In my own work both as a translator of ancient plays and in writing about them, my own family’s immigrant experience remains at the heart of what I do. The women Alfaro puts onstage are intimately familiar to me: the women standing on their porches in Electricidad look like the aproned women who brought me up; the sewing machine in Mojada is like the one in my grandmother’s house, my mother’s mother, where she sat doing piecework, like Alfaro’s Medea. When Alfaro’s Medea relives the journey north from Michoacan, I think of my grandmother coming over on the boat with her two younger sisters, working in the garment factories at the age of 11. When Hason dumps Medea, I think of my father’s mother, crossing another border with three children in tow. As even its director Jessica Kubzansky commented to the LA Times, Euripides’ Medea is a hard play to get inside of. Although I have taught it many times, it was not until I saw Mojada at the Getty that I felt the play as the story of immigrants and the brutal price of assimilation. I think that, to come to life, ancient plays need to be translated not only into a current poetic vernacular, wherever they are staged, but into terms that resonate with the experience of current audiences.

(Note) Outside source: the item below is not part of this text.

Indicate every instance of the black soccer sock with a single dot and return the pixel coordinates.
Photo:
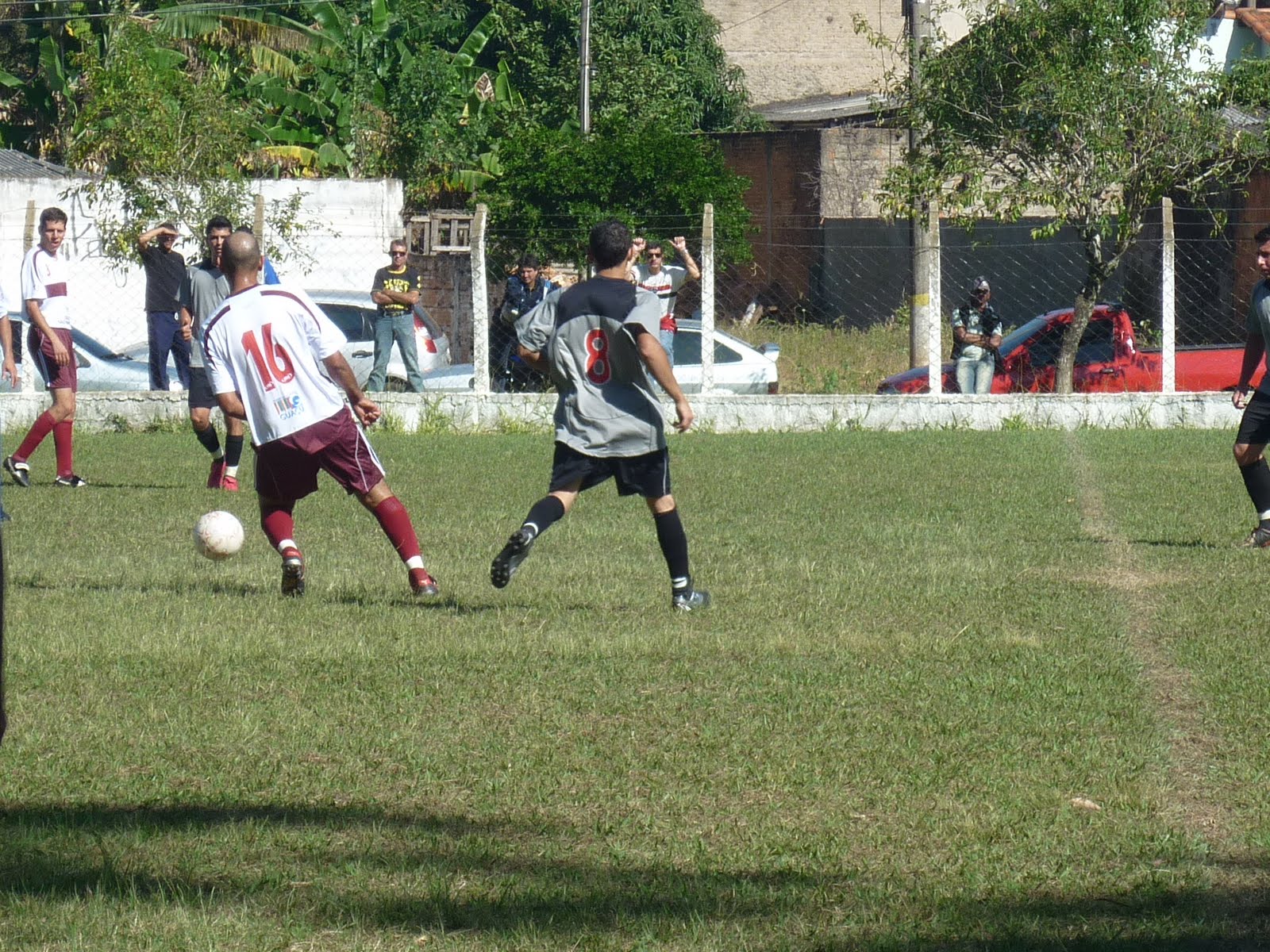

At the Mojada I attended, just as at the recent Culture Clash Frogs, the audience was mostly not Latinx—as all audience members could tell by who laughed at the jokes in Spanish—but, still, were evidently Angelenos; everything about the mise en scène hit home. I don’t know how Mojada played at the Oregon Shakespeare Festival; all venues come with different audiences. A performance in Boyle Heights does different work from a performance at the Getty; then at the Getty matinees for local schools, when they bus the kids in from the community colleges out in the tules, different again: transformative. At the talkbacks for Roman comedy where I spoke, the students always wanted to know about the original actors and the times that made the play. This is our chance to make contact, to immigrate past the border of time and reach the present.